PHACTR1 Gene Polymorphism Is Associated with Increased Risk of Developing Premature Coronary Artery Disease in Mexican Population

Nonanzit Pérez-Hernández 1, Gilberto Vargas-Alarcón 1, Rosalinda Posadas-Sánchez 2, Nancy Martínez-Rodríguez 3, Carlos Alfonso Tovilla-Zárate 4, Adrián Asael Rodríguez-Cortés 1, Oscar Pérez-Méndez 1, Ruben Blachman-Braun 1, José Manuel Rodríguez-Pérez 1,*
Editor: Paul B Tchounwou
PMCID: PMC4997489  PMID: 27517945

Abstract

Single-nucleotide polymorphisms (SNPs) in the protein phosphatase and actin regulator 1 gene (PHACTR1) have been associated with susceptibility to develop several diseases, including cardiovascular disease. The purpose of this study was to evaluate the role of two polymorphisms (rs2026458 and rs9349379) of the PHACTR1 gene in the susceptibility to the risk of developing premature coronary artery disease (CAD) in the Mexican population. The genotype analysis was performed using 5’exonuclease TaqMan genotyping assays in a group of 994 patients with premature CAD and 703 controls. A similar genotype distribution of rs2026458 was observed in both groups; however, under an additive model adjusted by age, body mass index, type 2 diabetes mellitus, smoking, dyslipidemia, and hypertension, the rs9349379 G allele was associated with a higher risk for developing premature CAD (odds ratio (OR) = 1.22, 95% confidence interval (CI) = 1.03–1.46, p-value (p) = 0.024). The two PHACTR1 polymorphisms were not in linkage disequilibrium. In summary, our results suggest that the PHACTR1 rs9349379 polymorphism plays an important role in the risk of developing premature CAD in the Mexican population.

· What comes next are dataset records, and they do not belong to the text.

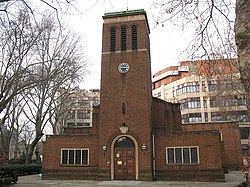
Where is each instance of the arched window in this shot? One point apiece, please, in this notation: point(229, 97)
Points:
point(124, 142)
point(123, 38)
point(134, 37)
point(112, 39)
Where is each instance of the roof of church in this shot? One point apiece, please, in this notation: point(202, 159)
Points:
point(126, 13)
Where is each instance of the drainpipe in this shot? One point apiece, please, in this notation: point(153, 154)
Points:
point(153, 145)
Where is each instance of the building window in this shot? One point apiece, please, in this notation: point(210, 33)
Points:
point(112, 39)
point(123, 38)
point(244, 132)
point(205, 103)
point(75, 156)
point(134, 37)
point(190, 103)
point(191, 118)
point(206, 117)
point(182, 155)
point(71, 114)
point(191, 87)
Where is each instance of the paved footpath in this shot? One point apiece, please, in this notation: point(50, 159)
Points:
point(232, 179)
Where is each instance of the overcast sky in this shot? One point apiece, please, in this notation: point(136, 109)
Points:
point(167, 43)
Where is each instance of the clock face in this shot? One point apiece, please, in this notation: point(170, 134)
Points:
point(123, 68)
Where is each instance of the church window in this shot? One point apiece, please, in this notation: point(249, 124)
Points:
point(112, 39)
point(182, 155)
point(134, 37)
point(75, 156)
point(123, 38)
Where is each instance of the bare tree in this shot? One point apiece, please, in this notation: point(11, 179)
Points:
point(61, 64)
point(242, 36)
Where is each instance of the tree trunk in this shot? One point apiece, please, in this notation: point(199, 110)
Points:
point(242, 37)
point(32, 148)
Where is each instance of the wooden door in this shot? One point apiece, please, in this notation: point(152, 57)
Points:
point(124, 163)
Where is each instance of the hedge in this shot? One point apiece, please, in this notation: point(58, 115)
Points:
point(21, 169)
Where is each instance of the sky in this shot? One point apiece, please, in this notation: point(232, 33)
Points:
point(167, 43)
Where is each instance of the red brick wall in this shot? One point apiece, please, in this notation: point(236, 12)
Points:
point(231, 138)
point(52, 167)
point(166, 117)
point(126, 98)
point(210, 156)
point(86, 130)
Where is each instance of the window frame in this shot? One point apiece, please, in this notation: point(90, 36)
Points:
point(183, 161)
point(75, 160)
point(134, 37)
point(123, 38)
point(112, 39)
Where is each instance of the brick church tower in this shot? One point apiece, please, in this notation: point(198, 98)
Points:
point(126, 96)
point(133, 136)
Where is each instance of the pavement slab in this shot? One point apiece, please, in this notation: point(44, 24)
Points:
point(232, 179)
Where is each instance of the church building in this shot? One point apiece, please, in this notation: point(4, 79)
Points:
point(133, 135)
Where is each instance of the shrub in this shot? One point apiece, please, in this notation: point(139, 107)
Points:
point(21, 169)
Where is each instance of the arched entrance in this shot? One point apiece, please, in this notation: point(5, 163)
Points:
point(124, 158)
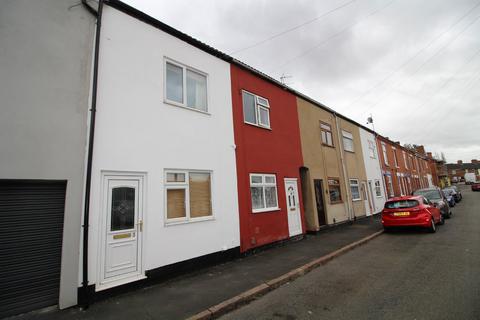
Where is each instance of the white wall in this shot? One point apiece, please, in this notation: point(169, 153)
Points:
point(372, 168)
point(136, 131)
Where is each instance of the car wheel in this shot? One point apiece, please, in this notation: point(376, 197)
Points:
point(449, 214)
point(433, 227)
point(442, 220)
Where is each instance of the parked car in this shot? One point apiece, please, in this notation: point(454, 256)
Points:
point(449, 195)
point(436, 196)
point(411, 211)
point(476, 186)
point(470, 178)
point(458, 194)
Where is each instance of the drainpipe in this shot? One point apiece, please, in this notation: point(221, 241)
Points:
point(344, 168)
point(86, 217)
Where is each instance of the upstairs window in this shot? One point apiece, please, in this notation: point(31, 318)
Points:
point(185, 87)
point(263, 189)
point(378, 189)
point(347, 141)
point(355, 189)
point(256, 110)
point(334, 190)
point(395, 160)
point(326, 132)
point(405, 159)
point(384, 151)
point(371, 149)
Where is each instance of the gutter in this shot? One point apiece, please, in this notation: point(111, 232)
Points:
point(344, 170)
point(85, 301)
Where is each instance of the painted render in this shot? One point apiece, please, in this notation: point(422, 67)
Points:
point(138, 132)
point(372, 170)
point(321, 162)
point(45, 58)
point(266, 151)
point(355, 168)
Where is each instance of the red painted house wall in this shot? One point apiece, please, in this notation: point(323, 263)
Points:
point(258, 150)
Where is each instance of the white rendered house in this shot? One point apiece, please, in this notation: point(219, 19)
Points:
point(374, 173)
point(163, 186)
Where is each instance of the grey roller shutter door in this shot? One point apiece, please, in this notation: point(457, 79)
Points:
point(31, 230)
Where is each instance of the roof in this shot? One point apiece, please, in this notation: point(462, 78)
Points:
point(456, 166)
point(131, 11)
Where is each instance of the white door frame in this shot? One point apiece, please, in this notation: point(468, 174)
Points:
point(293, 207)
point(106, 177)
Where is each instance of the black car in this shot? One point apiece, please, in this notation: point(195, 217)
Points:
point(450, 196)
point(436, 196)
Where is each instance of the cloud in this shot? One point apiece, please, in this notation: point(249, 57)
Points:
point(351, 59)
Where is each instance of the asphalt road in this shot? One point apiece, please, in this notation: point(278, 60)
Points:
point(402, 275)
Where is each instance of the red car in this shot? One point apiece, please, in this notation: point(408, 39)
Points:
point(476, 186)
point(411, 211)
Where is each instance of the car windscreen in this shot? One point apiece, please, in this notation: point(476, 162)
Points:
point(401, 204)
point(429, 194)
point(448, 192)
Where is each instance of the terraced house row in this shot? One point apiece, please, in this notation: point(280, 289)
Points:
point(131, 150)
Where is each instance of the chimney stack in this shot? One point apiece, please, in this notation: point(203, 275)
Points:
point(421, 149)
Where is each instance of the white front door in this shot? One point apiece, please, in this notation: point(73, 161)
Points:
point(293, 207)
point(365, 199)
point(123, 229)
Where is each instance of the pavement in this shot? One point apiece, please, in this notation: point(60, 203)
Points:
point(406, 274)
point(190, 294)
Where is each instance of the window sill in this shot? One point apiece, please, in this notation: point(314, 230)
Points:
point(266, 210)
point(172, 222)
point(175, 104)
point(258, 126)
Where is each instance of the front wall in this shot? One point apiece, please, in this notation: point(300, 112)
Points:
point(355, 165)
point(137, 132)
point(322, 162)
point(276, 151)
point(45, 61)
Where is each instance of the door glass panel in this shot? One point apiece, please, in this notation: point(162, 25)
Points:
point(123, 208)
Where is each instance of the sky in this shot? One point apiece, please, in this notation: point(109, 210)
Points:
point(414, 65)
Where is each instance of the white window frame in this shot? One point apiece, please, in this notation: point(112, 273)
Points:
point(384, 151)
point(264, 184)
point(405, 159)
point(355, 183)
point(326, 132)
point(258, 105)
point(185, 186)
point(378, 188)
point(184, 84)
point(372, 149)
point(395, 158)
point(349, 136)
point(390, 185)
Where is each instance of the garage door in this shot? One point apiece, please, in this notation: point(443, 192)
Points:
point(31, 228)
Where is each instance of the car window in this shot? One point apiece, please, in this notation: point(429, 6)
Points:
point(400, 204)
point(429, 194)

Keywords: coronary artery disease, genetic polymorphisms, vascular calcification, PHACTR1 gene

1. Introduction

Coronary artery disease (CAD) is a complex multifactorial and polygenic disease that has been associated with an excessive inflammatory response in the vascular wall [1,2]. In developed countries, CAD is a major public health problem; and it represents the main cause of death worldwide. It is well known that different risk factors, such as insulin resistance, diabetes mellitus, hypertension, obesity, dyslipidemia, alcohol consumption and smoking, are associated with the development and progression of the atherosclerotic plaques [3]. Numerous genome-wide association studies (GWASs) performed in different ethnic groups have shown associations of several gene polymorphisms with cardiovascular disease [4,5,6,7]. Although the complete molecular pathways in which the genetic variants predispose people to cardiovascular disease are still unknown, recently several possible mechanisms have been proposed; for instance, it has been postulated that phosphatase regulation plays a specific role in CAD pathophysiology, through protein phosphatase and actin regulator 1 (PHACTR1), a molecule that inhibits protein phosphatase-1 (PP1) and binds actin via the C-terminal domain [8]. In addition, PP1 is an enzyme that dephosphorylates serine and threonine residues of several substrates and thus influences various cellular processes [9]. Moreover, different studies have analyzed and demonstrated the association of PHACTR1 gene polymorphisms with susceptibility to CAD in different populations (e.g., European, Asian, and Lebanese) [5,10,11,12]. In addition, phosphatases have lately been associated with several diseases, such as cancer, diabetes mellitus, hypertension, and cardiovascular disease [13,14,15].

In the PHACTR1 gene, two single-nucleotide polymorphisms (SNPs) have been associated with cardiovascular disease; the locations of these variants are 12825874 C > T (rs2026458) and 12903957 A > G (rs9349379). However, when we performed the haplotype analysis between these SNPs, we did not detect coefficient of linkage disequilibrium (D’ = 0.52; rate of recombination (r2) = 0.50). Interestingly, the gene expression analysis of PHACTR1 revealed an association with transcription levels in human coronary arteries [16]. Large GWASs have shown an association of the rs2026458 polymorphism with coronary artery calcification [6]. In addition, the rs9349379 polymorphism has been associated with coronary artery stenosis [5], CAD [17] and coronary artery calcification [18]. To our knowledge, less than 15 reports have associated PHACTR1 gene polymorphisms with CAD and vascular calcification, and none of these studies have been done in Latin America. Differences in allele frequencies and the linkage disequilibrium structure are also the result of interpopulation genetic differences. Therefore, genetic associations could differ between ethnic groups [19].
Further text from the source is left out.